Гурты потянулись дальше.
Однако идти проселками, несмотря на все усилия, не всегда удавалось. Разложит Веревкин перед собой карту области, наметит: вот этими дорогами двигаться, — а в том краю как раз начинает бомбить немец или строят линию обороны. Приходилось кидаться в противоположную сторону, — такое движение сильно изматывало гурты. Трасса действительно была заражена: разведка «Червонного Херсонца» донесла, что в большой слободе «Маяк» оставил восемнадцать голов скота с явными признаками ящура. С этого времени херсонцы ежедневно слышали: там тридцать, там сорок голов бросил шедший впереди совхоз. Гурты его таяли, как осенний снег.
XVI
Истощенный, уставший скот двигался теперь медленно. Веревкин похудел, глаза его запали, щеки обросли черной щетиной. Днем, когда стали на привал, он по обыкновению пошел проверять гурты. Коровы встречали его тихим мычанием, телята доверчиво протягивали носы, обнюхивали. Вот любимец Веревкина темно-вишневый бычок Важный, — прекрасный будет производитель. А вон рекордистка Клюква: как у всех красностепнячек, ляжки у нее бедны мускулатурой, линия поясницы понижена, зато вымя, как бурдюк с четырьмя кранами сосцов. Клюква по первотелу же стала давать двадцать восемь литров жирного молока, а коровы обычно прибавляют до третьего отела, многого еще от нее можно ждать. Вот гордость совхоза, — племенной бугай Галичанин, огромный, массивный, настоящий апис. До войны пять тысяч стоил, кандидат на золотую медаль. Веревкин знал номер тавра, выжженный на рогах каждой коровы, знал, какой вол какую траву любит, и, поглаживая то одного, то другого по широкому раздвоенному крестцу, беззвучно шептал: «Не выдам. Что бы ни случилось, не выдам». Сын воронежского крестьянина, он еще с детства привык слышать: «Корова на дворе, и харч на столе», — и знал цену скоту.

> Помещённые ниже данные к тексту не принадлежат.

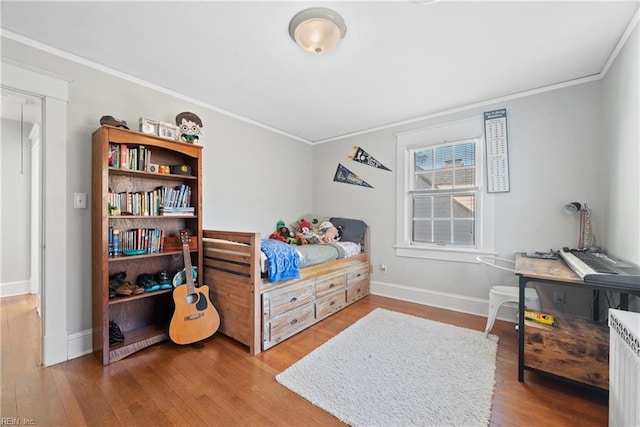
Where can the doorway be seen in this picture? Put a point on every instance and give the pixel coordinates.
(52, 90)
(20, 197)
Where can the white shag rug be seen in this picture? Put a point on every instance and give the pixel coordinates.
(393, 369)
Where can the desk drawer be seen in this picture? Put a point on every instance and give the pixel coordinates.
(577, 349)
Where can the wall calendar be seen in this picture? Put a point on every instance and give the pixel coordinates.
(497, 152)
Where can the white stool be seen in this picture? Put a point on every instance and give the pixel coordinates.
(500, 294)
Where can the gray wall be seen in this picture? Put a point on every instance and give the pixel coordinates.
(15, 221)
(242, 188)
(621, 149)
(555, 141)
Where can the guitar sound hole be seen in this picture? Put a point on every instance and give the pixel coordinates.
(198, 299)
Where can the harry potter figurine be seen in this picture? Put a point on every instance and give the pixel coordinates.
(189, 127)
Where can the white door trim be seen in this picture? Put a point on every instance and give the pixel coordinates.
(54, 91)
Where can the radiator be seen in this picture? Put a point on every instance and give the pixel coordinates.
(624, 368)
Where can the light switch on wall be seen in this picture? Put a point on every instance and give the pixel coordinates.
(79, 200)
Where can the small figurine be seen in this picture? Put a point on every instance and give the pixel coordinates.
(189, 127)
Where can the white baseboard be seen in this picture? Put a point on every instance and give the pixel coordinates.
(79, 344)
(455, 302)
(11, 289)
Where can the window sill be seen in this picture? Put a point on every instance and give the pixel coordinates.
(444, 253)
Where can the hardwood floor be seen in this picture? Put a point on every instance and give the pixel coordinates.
(221, 384)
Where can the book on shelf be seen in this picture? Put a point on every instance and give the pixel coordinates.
(124, 156)
(116, 242)
(177, 211)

Возле «кошары», на дороге, Веревкин увидел две пароконных фуры: это Олэкса Упеник привез из придорожного села печеный хлеб и продукты. Возле переднего колеса с веселым и ожидающим видом стояла Галя Озаренко; за повод она держала свою рыжую заседланную кобылку. Фуры, как всегда, окружили доярки, щупали мешки, звонко, со смехом спрашивали:
— Чем угостишь, Олэксынька?
— Конфетов нам не выдали?
— А ухажеров?
Наклонясь над грядушкой, Упеник с загадочным видом рылся в фуре. Белокурые волосы его были красиво подстрижены, кожа на только что подбритых висках подчеркнуто выделялась своей белизной от густо загорелых щек и лба, и это делало его открытое, гладкое лицо как-то самоувереннее, свежее. Он был в новой кожаной куртке на молнии, с меховым воротником, в широких брюках, низко спущенных на подвернутые опойковые сапоги. Вот Олэкса повернулся к Гале и протянул пятигранный шелковый футляр с золотыми кистями. Глаза у девушки заблестели, она открыла его, и доярки, обступившие их, заахали. Здесь были и духи в изящном флаконе, и прекрасная пудреница, и туалетное мыло: целый набор.

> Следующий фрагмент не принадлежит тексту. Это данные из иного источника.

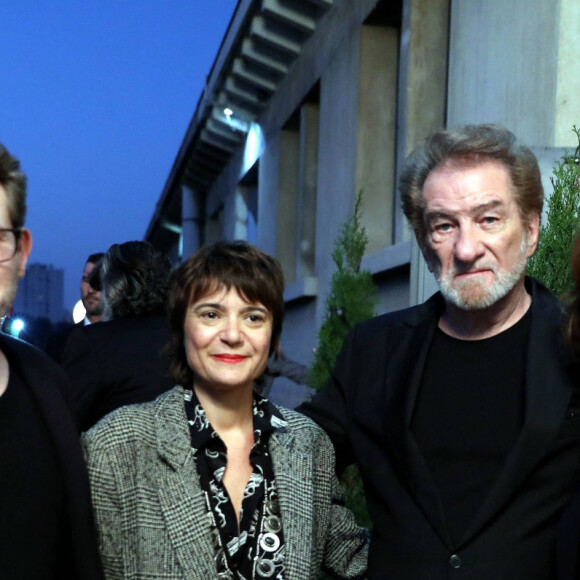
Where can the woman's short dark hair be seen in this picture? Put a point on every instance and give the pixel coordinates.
(256, 276)
(573, 328)
(470, 146)
(135, 279)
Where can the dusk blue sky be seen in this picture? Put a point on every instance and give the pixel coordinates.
(95, 99)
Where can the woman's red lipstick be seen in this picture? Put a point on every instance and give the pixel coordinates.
(229, 358)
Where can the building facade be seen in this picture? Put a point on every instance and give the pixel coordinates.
(311, 101)
(41, 293)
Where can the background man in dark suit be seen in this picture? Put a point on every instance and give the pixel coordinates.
(90, 296)
(462, 412)
(46, 528)
(91, 299)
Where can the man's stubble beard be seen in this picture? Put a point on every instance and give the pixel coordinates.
(475, 294)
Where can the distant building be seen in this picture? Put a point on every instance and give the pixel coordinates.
(41, 293)
(310, 101)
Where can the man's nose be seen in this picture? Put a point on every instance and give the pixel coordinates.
(468, 244)
(231, 332)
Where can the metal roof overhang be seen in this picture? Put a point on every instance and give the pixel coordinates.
(262, 41)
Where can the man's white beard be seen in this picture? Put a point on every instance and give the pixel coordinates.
(476, 294)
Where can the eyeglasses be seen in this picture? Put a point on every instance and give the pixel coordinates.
(9, 243)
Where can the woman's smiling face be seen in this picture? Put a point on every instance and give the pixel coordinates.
(226, 340)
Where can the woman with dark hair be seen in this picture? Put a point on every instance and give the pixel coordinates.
(211, 480)
(118, 362)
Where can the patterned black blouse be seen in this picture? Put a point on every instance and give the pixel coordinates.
(258, 551)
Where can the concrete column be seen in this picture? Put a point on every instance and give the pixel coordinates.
(377, 114)
(191, 221)
(421, 106)
(308, 178)
(568, 83)
(288, 167)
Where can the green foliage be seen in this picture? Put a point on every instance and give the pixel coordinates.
(350, 298)
(349, 301)
(551, 262)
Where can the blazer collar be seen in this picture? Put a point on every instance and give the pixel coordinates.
(181, 498)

— Нравится? — спросил Упеник. Он стоял, заложив руки назад, и улыбался.
Галя только радостно взглянула на него, откинула со лба прядь и продолжала рассматривать футляр.
— В таком случае, — небрежно продолжал Упеник, — оставьте его у себя.
— Оставить? Но у меня сейчас нет таких денег.
— А и не надо. Это подарок. Специально для вас купил в Старо-Бешеве на базаре, одна дамочка продавала. Наверно, эвакуированная с Киева или с Одессы.
Галя зарделась.
— Подарки делают только родственникам да… невестам. Спасибо, нате.
Она протянула ему набор.
— А может, и я на вас жениться собираюсь? — сказал Упеник, по-прежнему держа руки за спиной и усмехаясь. — Знаете поговорку: кого люблю, тому и дарю. Мне понравились ваши поцелуи. Очень сладко. Еще хочу.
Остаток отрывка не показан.